But after general abstention from the Easter Rising, its graduates came into their own a few years later when the newly independent country needed well-connected sophisticates to establish a diplomatic corps.

O’Kelly was part of a “Clongowes Mafia” that dominated the Free State’s early foreign missions. And although sometimes seen as too fond of socialising with British diplomats, he proved himself Ireland’s man-in-the-gap more than once.

At a 1926 athletics meeting in Brussels, for example, he was "aghast to see the Union Jack raised and hear 'God Save the King' ring out just as the Irish team entered the stadium". After urgent representations, the hosts found a Tricolour instead.

Their band might even have improvised Amhrán na bhFiann if the Clongowes man had been able to hum it, which he couldn't.
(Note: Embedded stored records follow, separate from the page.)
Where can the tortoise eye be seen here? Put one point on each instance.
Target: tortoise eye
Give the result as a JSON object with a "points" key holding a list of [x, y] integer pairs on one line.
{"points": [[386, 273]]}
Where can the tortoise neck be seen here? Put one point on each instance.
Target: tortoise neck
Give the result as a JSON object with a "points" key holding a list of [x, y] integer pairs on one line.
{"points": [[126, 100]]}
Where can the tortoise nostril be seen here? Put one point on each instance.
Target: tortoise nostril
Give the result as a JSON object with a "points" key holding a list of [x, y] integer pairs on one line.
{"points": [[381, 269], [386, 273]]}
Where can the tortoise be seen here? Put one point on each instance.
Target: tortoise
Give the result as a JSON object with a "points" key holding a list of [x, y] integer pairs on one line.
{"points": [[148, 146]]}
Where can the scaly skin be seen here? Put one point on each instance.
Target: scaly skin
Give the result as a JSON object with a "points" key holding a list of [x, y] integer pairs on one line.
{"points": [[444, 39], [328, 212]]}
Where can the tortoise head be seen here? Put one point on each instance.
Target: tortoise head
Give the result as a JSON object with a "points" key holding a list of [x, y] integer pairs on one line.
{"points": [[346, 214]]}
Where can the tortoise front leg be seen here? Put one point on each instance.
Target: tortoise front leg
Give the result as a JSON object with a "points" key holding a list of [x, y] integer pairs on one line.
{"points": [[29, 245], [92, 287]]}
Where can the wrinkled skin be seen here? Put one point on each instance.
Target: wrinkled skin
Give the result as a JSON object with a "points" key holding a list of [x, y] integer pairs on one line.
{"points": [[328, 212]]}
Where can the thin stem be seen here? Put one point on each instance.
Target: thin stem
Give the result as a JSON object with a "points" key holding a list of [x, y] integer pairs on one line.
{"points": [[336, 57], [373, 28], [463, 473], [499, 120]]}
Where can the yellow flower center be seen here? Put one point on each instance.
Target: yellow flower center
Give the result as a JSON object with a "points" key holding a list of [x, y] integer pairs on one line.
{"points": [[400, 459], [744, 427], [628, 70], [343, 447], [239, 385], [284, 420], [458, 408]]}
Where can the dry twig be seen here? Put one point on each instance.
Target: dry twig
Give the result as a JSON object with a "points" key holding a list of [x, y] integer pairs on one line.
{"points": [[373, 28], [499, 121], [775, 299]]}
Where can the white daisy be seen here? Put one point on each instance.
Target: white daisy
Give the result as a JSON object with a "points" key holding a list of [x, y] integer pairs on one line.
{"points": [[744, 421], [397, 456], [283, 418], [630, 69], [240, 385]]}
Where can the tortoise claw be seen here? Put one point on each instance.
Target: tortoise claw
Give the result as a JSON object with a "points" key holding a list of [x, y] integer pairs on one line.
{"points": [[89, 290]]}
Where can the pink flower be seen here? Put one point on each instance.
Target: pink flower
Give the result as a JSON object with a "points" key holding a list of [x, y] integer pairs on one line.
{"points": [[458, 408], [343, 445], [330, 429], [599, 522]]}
So instead, as Ryan writes, the Irish athletes paraded "to the tune of the Norwegian national anthem".

Alas, despite such heroics, O'Kelly fell from favour when Fianna Fáil came to power. In 1935, he was "unceremoniously removed" from his French plenipotentiary job. Soon afterwards, he founded the wine business, aiming for a high-society clientele, especially in the UK, from a suitably prestigious address.  It was in this capacity that, when Paris fell to the Germans in 1940, with the French government and most of the embassies relocating to Vichy, O'Kelly made his diplomatic comeback.

For a year, his unofficial chancery made him a busy man, giving assistance to the Irish still in Paris and communicating (in French, via unsealed letters, as required by the censors) with the official legation in Vichy.

In the meantime, his Vendôme Wines business was busy too. And although it purported to be still aimed mainly at the British market, in practice some 80 per cent of the wine went to the occupiers, among whom Göring was a top customer.

The chancery moved addresses in March 1941 and closed later that summer. Vendôme Wines carried on, however. It was still in business when, 73 years ago this weekend, Ernest Hemingway (by his own account) liberated the nearby Ritz.

In later years, O'Kelly resumed a diplomatic career of sorts, in Portugal. But he never quite lived down that wartime accommodation with the Nazis, despite his claims that had used the wine business to gather information for the Allies and that, in his own words, he had never sold "the good stuff" to the Germans.